Growing concerns over coronavirus in US prompt residents to stockpile staples
AUSTIN • American consumers awoke in the past week to the coronavirus threat and are beginning to display a symptom of the illness seen in Asia and Europe – hoarding.
Nothing in the United States yet resembles what Italy witnessed in recent days – supermarket shelves were stripped bare and videos on social media showed consumers coming to blows over bags of pasta.
But there is unquestionably a growing sense of urgency in people to stock up on staples and prepare for lengthy home quarantines.
“I’m buying some flu therapy and painkillers – If I wait until next week, there may be nothing left,” said Mr Dean McKnight, an engineer in Austin, Texas. He was at the H-E-B supermarket, where shelves were emptied of some types of medication, primarily flu treatments for children.
Panic purchasing of masks and other personal protective gear has been seen. But there is also a looming threat to retail across the board, analysts said.
Several major retailers – including Walmart and Target – could see supply chains badly hit by the virus outbreak, and that could result in some empty store shelves from April, Wells Fargo Securities analyst Ed Kelly wrote in a research note.
This is because those stores operate on a just-in-time inventory model and are highly dependent on China, where supply chains have been badly disrupted, he wrote.
Stockpiling in states like Hawaii and Minnesota was spurred by messages from state health departments urging residents to buy supplies of non-perishable foods, prescription medication and sanitary supplies.
The advice contradicted the message from the United States Centres for Disease Control and Prevention, which said there was no need for healthy Americans to stock up.
“When there’s an absence of a good, strong and reassuring official voice, people will get more upset and start doing this magical thinking,” said Dr Robyn Gershon, a clinical professor of epidemiology at New York University.
On Friday in Honolulu, Hawaii, retired telecommunications worker Duane Tanouye, 62, waited outside a Costco store with more than 200 others. “Nobody’s really panicking, but there’s a lot more people than normal,” he said. Stores in Hawaii had begun limiting how much consumers could buy of some products, such as toilet paper, he added.
Minnesota’s health department said buying supplies now would make it easier to stay at home if family members fall sick, or if people want to avoid sick people in their community. Hawaii told families to prepare as they did for hurricanes, with a 14-day supply of food, water and other necessities.
At Cid’s Food Market in Taos, New Mexico, people were filling shopping carts with sacks of rice, beans and oats.
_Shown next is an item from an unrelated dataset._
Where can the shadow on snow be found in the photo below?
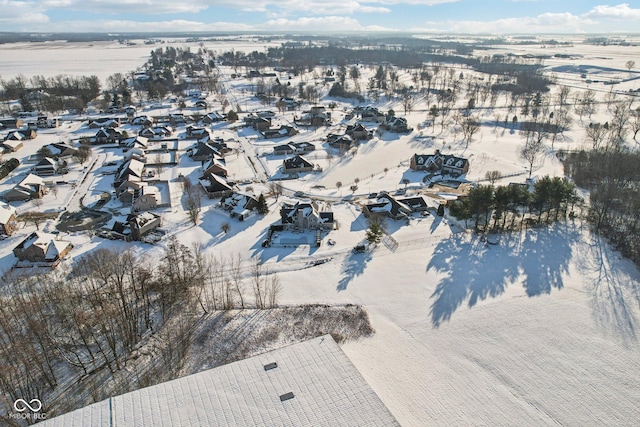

Mr Jason Robnett, a chef and jewellery designer, said: “If everybody just sits still until the readiness comes up to the right level, that’s better than running willy-nilly in every direction.”
Panic buying was also seen in other countries. In Japan, for example, some people were caught on video getting violent while waiting to buy face masks in Yokohama.
In New Zealand, large crowds of shoppers turned up at some Auckland supermarkets after the country confirmed its first coronavirus case on Friday, RNZ reported.